By Zhewen Zheng (zhewenz)

1. Exploring loss functions¶

1.1. Fitting a voxel grid¶

src	target

1.2 Fitting a point cloud¶

src	target

1.3 Fitting a mesh¶

src	target

2. Reconstructing 3D from single view¶

2.1 Image to voxel grid¶

img	prediction	gt

2.2 Image to point cloud¶

img	prediction	gt

2.3 Image to mesh¶

img	prediction	gt

2.4 Quantitative comparisons¶

Voxel Avg F1@0.05: 74.809	Pointcloud Avg F1@0.05: 79.738	Mesh Avg F1@0.05: 75.308

Despite achieving decent F1 scores, voxel reconstructions exhibit noticeable discontinuities around thin structures—likely a consequence of limited grid resolution and imprecisely learned occupancies that were filtered out by the marching cubes isovalue threshold.

The point cloud representation performs best both quantitatively and visually. Its lack of explicit connectivity grants it greater flexibility, allowing the model to better capture fine geometric variations and align closely with the ground truth shapes.

The mesh representation achieves slightly higher F1 scores than voxels and produces more continuous surfaces. However, its fixed initial topology (e.g., an icosphere) constrains deformation, making it difficult to accurately model complex or topologically distinct shapes, such as those containing holes or thin appendages.
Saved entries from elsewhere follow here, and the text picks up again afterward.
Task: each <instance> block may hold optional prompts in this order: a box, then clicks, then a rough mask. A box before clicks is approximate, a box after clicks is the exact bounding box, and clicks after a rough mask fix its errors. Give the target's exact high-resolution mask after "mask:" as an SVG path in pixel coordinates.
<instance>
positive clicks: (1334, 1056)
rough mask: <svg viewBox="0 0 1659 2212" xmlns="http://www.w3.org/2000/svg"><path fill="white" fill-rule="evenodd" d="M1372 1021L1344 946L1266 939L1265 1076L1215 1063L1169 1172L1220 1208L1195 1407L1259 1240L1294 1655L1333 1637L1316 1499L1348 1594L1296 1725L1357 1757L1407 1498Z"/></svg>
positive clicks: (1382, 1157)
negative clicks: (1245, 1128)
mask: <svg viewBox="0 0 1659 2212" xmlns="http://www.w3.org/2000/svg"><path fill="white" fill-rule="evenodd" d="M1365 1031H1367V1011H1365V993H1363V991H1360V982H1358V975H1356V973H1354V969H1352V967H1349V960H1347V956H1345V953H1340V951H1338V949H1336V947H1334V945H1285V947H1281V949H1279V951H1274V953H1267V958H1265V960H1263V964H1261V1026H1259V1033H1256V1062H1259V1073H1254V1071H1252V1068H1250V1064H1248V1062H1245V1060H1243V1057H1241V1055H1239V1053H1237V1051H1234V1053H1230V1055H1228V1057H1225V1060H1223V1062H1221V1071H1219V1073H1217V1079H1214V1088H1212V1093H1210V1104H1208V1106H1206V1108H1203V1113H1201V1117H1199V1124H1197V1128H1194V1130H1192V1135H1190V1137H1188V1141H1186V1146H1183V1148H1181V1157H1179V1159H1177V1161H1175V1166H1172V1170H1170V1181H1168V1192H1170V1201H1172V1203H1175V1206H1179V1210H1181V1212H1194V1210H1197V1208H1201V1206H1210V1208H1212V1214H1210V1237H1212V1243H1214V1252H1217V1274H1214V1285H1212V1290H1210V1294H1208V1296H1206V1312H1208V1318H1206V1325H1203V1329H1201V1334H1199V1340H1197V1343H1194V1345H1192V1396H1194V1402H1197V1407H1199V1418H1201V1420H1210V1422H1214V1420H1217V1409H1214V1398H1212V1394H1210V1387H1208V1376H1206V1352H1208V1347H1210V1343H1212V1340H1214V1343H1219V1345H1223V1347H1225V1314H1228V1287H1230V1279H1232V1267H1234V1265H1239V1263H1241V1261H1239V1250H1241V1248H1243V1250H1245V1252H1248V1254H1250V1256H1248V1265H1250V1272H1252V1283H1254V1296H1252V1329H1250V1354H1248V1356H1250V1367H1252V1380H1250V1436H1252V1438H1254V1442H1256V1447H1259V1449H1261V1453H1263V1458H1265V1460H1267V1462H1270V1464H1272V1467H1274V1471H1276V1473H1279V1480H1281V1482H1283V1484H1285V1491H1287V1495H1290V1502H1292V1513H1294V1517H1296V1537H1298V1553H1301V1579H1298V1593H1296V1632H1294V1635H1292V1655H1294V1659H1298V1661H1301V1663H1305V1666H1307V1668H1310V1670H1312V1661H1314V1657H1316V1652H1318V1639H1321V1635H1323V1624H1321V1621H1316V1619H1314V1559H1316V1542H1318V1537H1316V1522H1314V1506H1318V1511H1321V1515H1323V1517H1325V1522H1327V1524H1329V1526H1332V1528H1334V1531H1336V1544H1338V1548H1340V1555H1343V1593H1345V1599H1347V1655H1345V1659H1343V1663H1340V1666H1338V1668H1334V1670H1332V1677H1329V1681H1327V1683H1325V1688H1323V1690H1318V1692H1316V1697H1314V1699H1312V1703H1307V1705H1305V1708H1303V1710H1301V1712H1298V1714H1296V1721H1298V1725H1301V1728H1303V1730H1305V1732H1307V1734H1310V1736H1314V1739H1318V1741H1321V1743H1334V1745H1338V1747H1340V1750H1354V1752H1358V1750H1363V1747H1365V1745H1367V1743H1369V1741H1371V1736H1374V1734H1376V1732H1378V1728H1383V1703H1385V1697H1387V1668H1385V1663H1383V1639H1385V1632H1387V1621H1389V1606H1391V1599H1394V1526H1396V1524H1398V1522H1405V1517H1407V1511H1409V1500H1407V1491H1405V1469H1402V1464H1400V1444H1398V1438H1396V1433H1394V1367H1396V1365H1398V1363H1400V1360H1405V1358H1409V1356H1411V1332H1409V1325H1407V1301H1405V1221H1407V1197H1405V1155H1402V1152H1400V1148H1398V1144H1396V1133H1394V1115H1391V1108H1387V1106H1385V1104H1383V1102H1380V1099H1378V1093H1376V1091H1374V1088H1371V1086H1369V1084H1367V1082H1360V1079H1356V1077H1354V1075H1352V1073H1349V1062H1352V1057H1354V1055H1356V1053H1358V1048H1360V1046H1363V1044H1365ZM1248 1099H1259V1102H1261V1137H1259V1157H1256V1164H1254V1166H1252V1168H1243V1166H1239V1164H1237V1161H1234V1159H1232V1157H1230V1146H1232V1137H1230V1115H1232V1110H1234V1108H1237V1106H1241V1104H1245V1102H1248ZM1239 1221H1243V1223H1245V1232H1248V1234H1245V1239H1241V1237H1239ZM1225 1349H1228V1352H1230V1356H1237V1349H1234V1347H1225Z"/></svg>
In summary, each representation presents a trade-off between geometric fidelity and structural constraints: voxels offer regularity but suffer from resolution limits, meshes provide surface continuity but are topologically rigid, while point clouds balance simplicity and adaptability, yielding the most faithful reconstructions overall.

2.5 Analyse effects of hyperparams variations¶

img	n_points = 1000, Avg F1@0.05: 79.738	n_points = 2000, Avg F1@0.05: 84.403	n_points = 8000 Avg F1@0.05: 88.409	gt

Models trained with larger n_points consistently achieved higher F1 scores. Notably, in the third row, the model with n_points = 1000 predicts a similar but incorrect chair shape (with armrests that shouldn’t exist), which becomes correctly reconstructed as n_points increases. However, this improvement comes with a trade-off—higher point densities also introduce unwanted clutter in empty regions, as seen in the second-row examples, where points begin to appear in areas that should remain empty.

2.6 Interpret your model¶

No description has been provided for this image

To better understand what visual cues the model relies on, I visualized the saliency map for some entries. The saliency map highlights regions in the input that most strongly influence the model’s prediction, effectively showing where the network looks at when reconstructing the 3D shape.

Interestingly, the highlighted regions tend to align with object edges and boundaries, suggesting that the model focuses on high-frequency features such as silhouettes and sharp transitions, which are typical cues for shape understanding. However, we also observe some attention in empty or background regions, likely due to the receptive field and global averaging behavior of the ResNet backbone, which aggregates spatial context beyond local object boundaries.

Overall, the visualization provides evidence that the model captures boundary information but also exhibits diffuse attention, hinting at opportunities for better spatial localization in future designs.